Il n'a vu ni le dehors ni le dedans de ce condamné politique de Dieu, en prison dans ses organes et en prison sur sa mappemonde, ce double pénitentiaire parfaitement construit, avec ses climats et ses langues, qui, à lui seul, dirait la faute, quand l'histoire, plus certaine que la philosophie, ne nous la dirait pas. Et il a eu la prétention superbe, froide, mais naïve, de pénétrer les essences, de saisir l'absolu dans sa notion la plus précise et la plus profonde, de construire enfin ici-bas scientifiquement la vérité (je parle sa langue, non la mienne). C'était, en d'autres termes, la prétention de hausser un peu la voûte du ciel pour nous faire plus de jour! Que voulez-vous? Si pédant, si triste, si Allemand qu'on soit, quand on fait le Titan on est toujours burlesque. L'atroce ennui qui s'échappe de sa logique, et sa logique est tout son système, ne servira pas de bouclier à Hegel contre les Heine de l'avenir qui l'attendent, car, comme Kant, tué par un Allemand, il ne mourra pas d'une plaisanterie française. Ce serait trop! Il est plus digne de l'esprit de la Providence qu'il meure sous une plaisanterie de son pays.
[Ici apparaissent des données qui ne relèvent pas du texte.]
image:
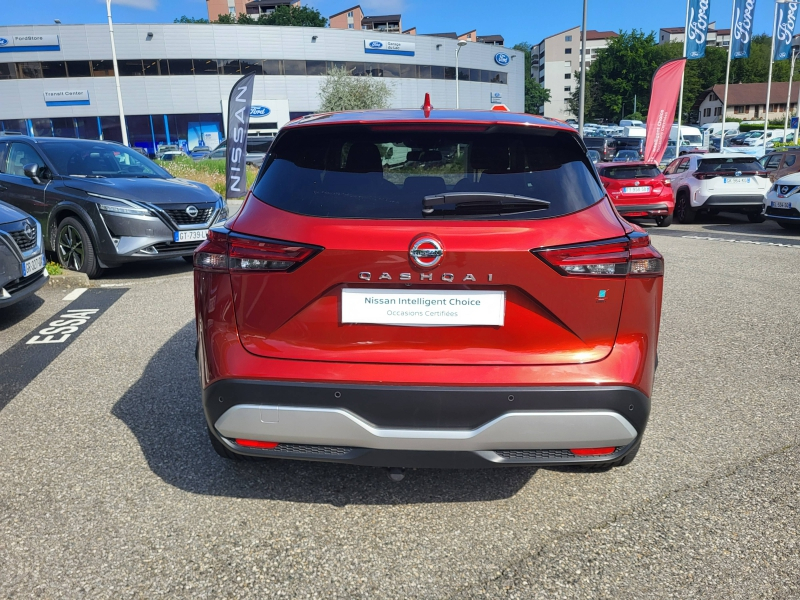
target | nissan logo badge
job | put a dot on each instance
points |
(426, 252)
(502, 59)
Et cependant, malgré cet ennui inconnu en Allemagne, mais partout ailleurs insupportable, d'une logique qui déchiquette l'abstraction plus que toutes les autres logiques qui aient jamais été publiées par les anatomistes du raisonnement, malgré l'effrayante spécialité de son langage et tout ce qui nous empêche de peser sur le texte même de Hegel, nous ne pourrons pas ne point l'atteindre puisque nous voulons vous parler des travaux d'un écrivain qui en a fait le fond et le but de ses œuvres. Vera est né de Hegel ou pour Hegel. Il respire et pense par Hegel. Il a mal à sa poitrine, c'est-à-dire... à son cerveau. Je crains bien, pour ma part, qu'il ne lui ait donné sa pensée—comme on donne quelquefois sa vie!—de manière à ne pouvoir plus la reprendre, et, franchement, je le regretterais. C'est une intelligence très noble et très savante que celle de Vera, amoureuse de la clarté jusque dans les ténèbres de son maître, et la produisant—ce qui n'est pas facile dans un pareil milieu—à force de l'aimer. Universitaire français sous un nom espagnol (descend-il de l'historien Vera?), docteur et professeur de philosophie, Vera est tellement hegelien qu'il pourrait bien rester tel, par une de ces destinées qui tiennent à l'ordre hiérarchique des esprits, dont les plus forts, dans un ordre d'idées, sont les plus fidèles; mais, s'il reste hegelien, nous lui devrons toujours Hegel,—ce Hegel auquel il devra, lui, sa philosophie. Non seulement il nous l'aura traduit, mais il nous l'aura interprété. Cet homme fameux, mais mal expliqué dans l'arcane de son texte, dont jusqu'ici on ne nous a donné que des déchirures, ce Vieux de la Montagne philosophique, compromis par les Cousins et les Proudhons et toute la bande d'assassins littéraires ou politiques, Vera nous l'aura dévoilé. Il l'aura vulgarisé, sans jamais le compromettre, et il aura pu quelquefois le suppléer. Ce n'est pas là un mince service. Par lui, le dieu pour les uns, le monstre pour les autres, sera mis debout, les pieds sur la terre, à portée de main. Nous pourrons en juger l'organisation, la musculature, l'intégralité. Nous saurons enfin ce que c'est que le hegelianisme et ce qu'il doit tenir de place dans l'histoire de l'esprit humain. L'erreur au moins sera mesurée, et, fût-elle colossale, toute erreur mesurée diminue toujours.